Pendant la seconde guerre mondiale, un enfant vit caché avec sa mère, une "tante" et des "cousins", dans un petit village du sud de la France non loin de la frontière espagnole avec la peur au ventre qui les tenaille sans cesse : peur de l'inconnu, peur de la dénonciation par quelque âme de corbeau vichyste, ou cupide , ou les deux. le père de Goodman a été fait prisonnier par les "ennemis". Sa mère lui parle de l'Angleterre comme d'un futur idéalisé, l'île de liberté, une promesse _ pays qu'il découvre et imagine à partir de quatre tableaux _ reproductions d'oeuvres de Constable qu'il ne connaissait pas et auxquelles il avait attribué des noms_ tableaux qu'elle a disposés aux murs de la chambre. Dans la tête de l'enfant il s'agit bien de quatre lieux provenant du même endroit qu'il voit vivre, tout est réel, c'est là qu'ils iraient vivre et il donne un titre à chaque tableau. Il n'y avait qu'un seul ciel, qu'une seule rivière, le ciel d'Angleterre, les nuages anglais.

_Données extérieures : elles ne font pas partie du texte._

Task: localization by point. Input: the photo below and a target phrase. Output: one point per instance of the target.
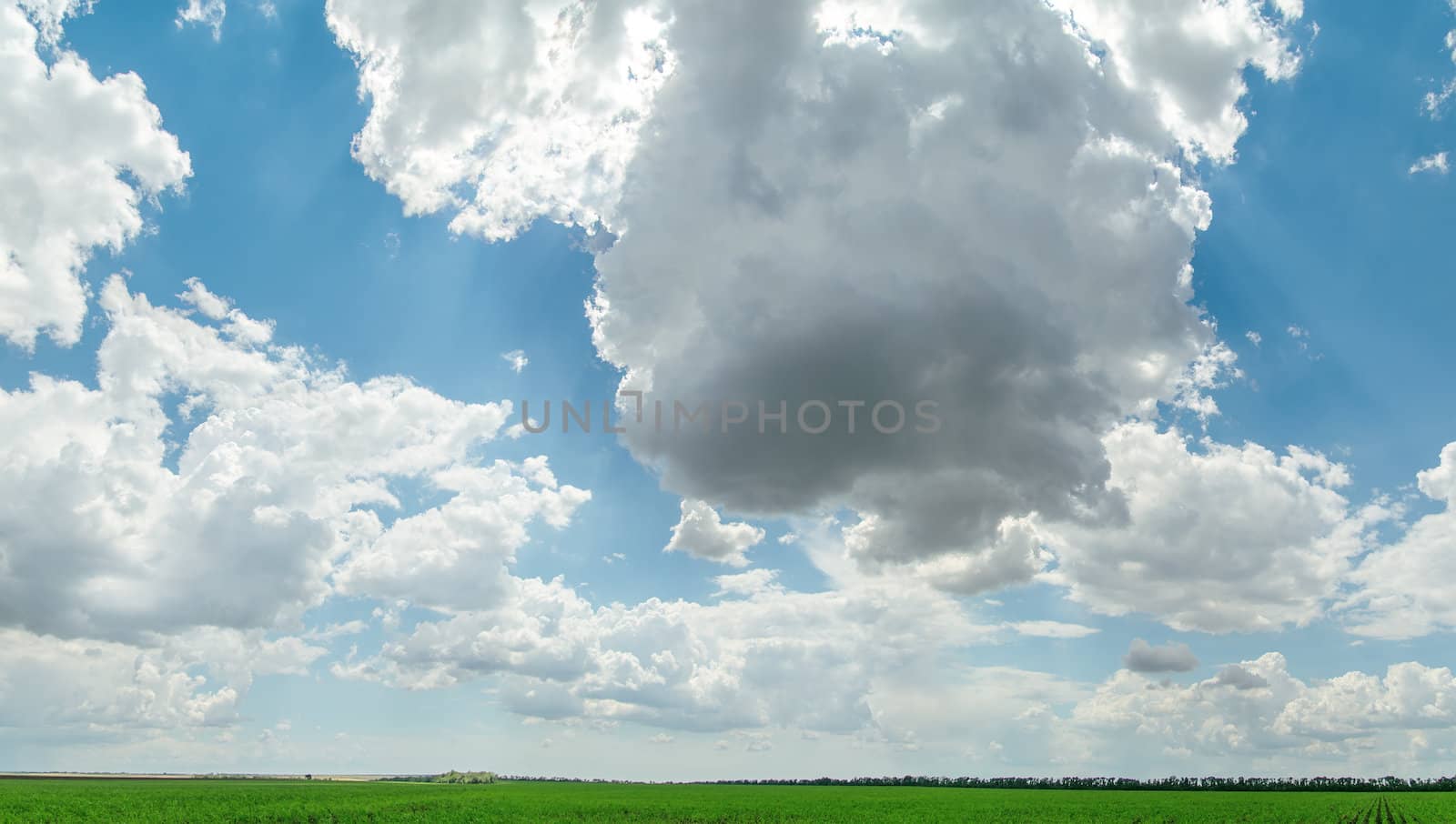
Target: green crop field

Une quarantaine d'années plus tard, Goodman qui vit au Royaume-Uni, perd sa femme et c'est seulement à ce moment, allongé sur son lit qu'il aperçoit des nuages comme sortis du silence. Ce jour-là il les voyait comme si c'était la première fois.
Son enfance s'était brutalement arrêtée en 1944, sa mère avait été arrêtée par la Gestapo et déportée dans un camp. Goodman n'avait jamais repensé à ses premières années, il avait pris l'habitude de ne plus jamais en parler.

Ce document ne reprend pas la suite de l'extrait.